I earned tenure and full professorship, and all through it they kept wondering whose side I was really on. I study them now, closely, these desperate seekers, these self-declared progressives who will be-the-change-they-want-to-see until they are maimed from the brutality of change and blind from seeing. Intellectual discourse, debate, disagreement, and certainly academic freedom, were dying swiftly in this terrible fire, this pretense of progressivism. THE LAUGHTER, PAGE 20

Speaking of "desperate seekers," Oliver seems to busy himself more with chasing Ruhaba than anything else — except maybe trying to catch her nephew in the middle of some imagined nefarious act.

Remember, Adil got involved with other young Muslims in Toulouse after his mother was humiliated by French police. He and his comrades were angry about their mothers, sisters, and other women in their lives being targeted. When the other boys decided to take some unspecified action, Adil left the group, writing to say, "he didn't feel he fit in with direct action." The email was intercepted by the French authorities, arrests were made, and Adil was sent away.

Oliver learns all of this through the course of an FBI inquiry, his serendipitous involvement in which seems to make Oliver think he has the right to stick his nose where it doesn't belong.

But it also serves to heighten this tension Jha creates around Oliver. Consider this passage:

I must confess to being somewhat nettled that I should feel this sense of ... what was it ... displacement, in my own homeland. The world was interconnected, yes, and wasn't that a beautiful thing, but to pretend that the movement of people across borders did not occasion scrutiny, or that citizens' minds did not need the time to adjust to this borderless age that had come suddenly upon us, such political self-righteousness served neither the rooted nor the wanderer, did it? Was I being an idiot, leaping recklessly about in my lust? How perilous was this journey to Ruhaba's bed? THE LAUGHTER, PAGES 81-82

How presumptuous.

B

ut this is where Jha's writing shines brightest, in her ability to cast false shadows. She builds this tension and draws the reader into Oliver's paranoia so thoroughly that we feel his fear, his panic. For example, the fog and ghostly figures gathered around Adil as he plays a flute at the park transform a perfectly normal scene into something straight out of a horror story, complete with monsters of one kind or another. I knew Adil wasn't up to anything at that moment — he's walking Oliver's dog for goodness sake — yet I found my jaw clenched in anticipation of something heinous.
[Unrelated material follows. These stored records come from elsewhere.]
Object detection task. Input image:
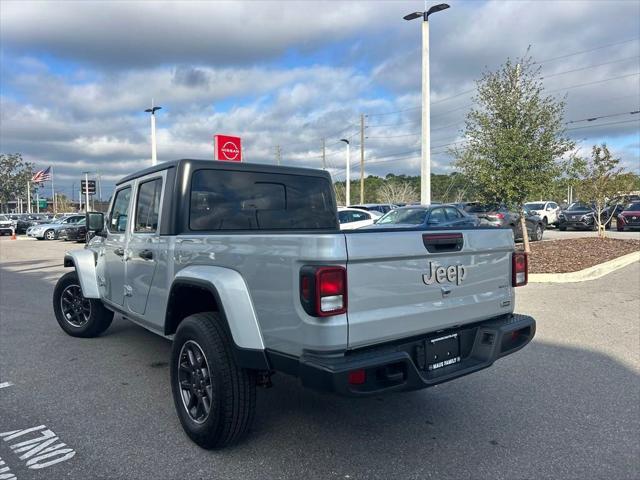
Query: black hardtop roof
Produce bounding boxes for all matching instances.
[116,158,331,185]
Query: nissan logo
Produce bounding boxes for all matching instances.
[220,142,240,160]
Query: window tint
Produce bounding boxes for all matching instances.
[429,208,447,223]
[338,210,351,223]
[109,187,131,232]
[134,178,162,233]
[444,207,462,220]
[189,170,337,230]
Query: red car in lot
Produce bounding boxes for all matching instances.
[617,202,640,232]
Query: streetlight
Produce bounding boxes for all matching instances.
[340,138,351,207]
[145,99,162,165]
[403,3,449,204]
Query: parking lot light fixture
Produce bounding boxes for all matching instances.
[145,100,162,165]
[403,3,449,205]
[340,138,351,207]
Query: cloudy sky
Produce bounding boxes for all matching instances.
[0,0,640,197]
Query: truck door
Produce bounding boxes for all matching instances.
[98,184,132,305]
[125,172,166,315]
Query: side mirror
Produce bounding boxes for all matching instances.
[85,212,104,235]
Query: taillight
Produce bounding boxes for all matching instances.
[511,252,529,287]
[300,266,347,317]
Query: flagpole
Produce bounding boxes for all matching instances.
[51,166,58,214]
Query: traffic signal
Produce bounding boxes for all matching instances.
[80,180,96,195]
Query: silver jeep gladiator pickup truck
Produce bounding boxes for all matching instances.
[53,160,535,448]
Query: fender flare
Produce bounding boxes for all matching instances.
[64,250,100,298]
[165,265,268,369]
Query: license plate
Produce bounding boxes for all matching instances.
[425,333,460,370]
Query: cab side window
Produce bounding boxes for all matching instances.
[109,187,131,233]
[133,178,162,233]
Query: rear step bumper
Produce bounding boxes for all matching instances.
[269,315,536,396]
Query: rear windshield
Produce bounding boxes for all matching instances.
[567,202,591,211]
[189,170,339,230]
[524,203,544,210]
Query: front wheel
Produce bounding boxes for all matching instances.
[531,223,544,242]
[53,270,113,338]
[171,312,256,449]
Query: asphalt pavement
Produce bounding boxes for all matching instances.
[0,237,640,480]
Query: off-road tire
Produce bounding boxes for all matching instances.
[171,312,256,449]
[53,270,113,338]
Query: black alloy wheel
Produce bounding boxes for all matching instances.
[60,284,91,328]
[178,340,213,424]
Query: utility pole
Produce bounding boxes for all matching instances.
[145,98,162,165]
[84,172,89,213]
[403,3,449,205]
[360,114,364,203]
[340,138,351,207]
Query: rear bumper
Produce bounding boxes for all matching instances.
[268,315,536,396]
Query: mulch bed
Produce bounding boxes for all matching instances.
[519,238,640,273]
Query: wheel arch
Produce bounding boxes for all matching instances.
[64,249,100,298]
[164,266,269,370]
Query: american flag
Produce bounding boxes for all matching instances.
[31,167,51,183]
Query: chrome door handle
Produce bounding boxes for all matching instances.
[138,250,153,260]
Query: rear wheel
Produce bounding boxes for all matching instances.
[531,223,544,242]
[53,271,113,338]
[171,312,256,449]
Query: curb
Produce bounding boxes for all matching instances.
[529,251,640,283]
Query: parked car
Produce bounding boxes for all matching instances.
[0,215,13,235]
[8,213,31,235]
[58,218,87,242]
[349,203,397,214]
[524,201,561,228]
[616,202,640,232]
[465,202,546,242]
[338,207,382,230]
[558,202,597,231]
[27,215,84,240]
[465,202,520,228]
[512,208,547,242]
[53,160,536,448]
[364,205,479,229]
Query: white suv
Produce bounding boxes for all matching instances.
[338,207,382,230]
[524,200,560,226]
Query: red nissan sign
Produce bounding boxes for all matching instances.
[213,135,242,162]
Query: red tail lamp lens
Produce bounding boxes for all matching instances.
[349,369,367,385]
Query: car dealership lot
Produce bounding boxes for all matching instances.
[0,238,640,480]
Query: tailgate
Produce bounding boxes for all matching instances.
[345,228,514,348]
Jha put me in the uncomfortable but compelling position of seeing things through the eyes of a character I abhor.

As much as I dislike Oliver, I have to stick with him like every other reader. He's our ambling storyteller, slowing revealing a series of events that will (spoiler alert!) lead to Adil being shot and "closer to life than to death" in the hospital.

The Oliver telling us this story knows that. We readers don't know yet what happened exactly. But somehow I know, with all my heart, that the old connard brought this on Adil and Ruhaba's house.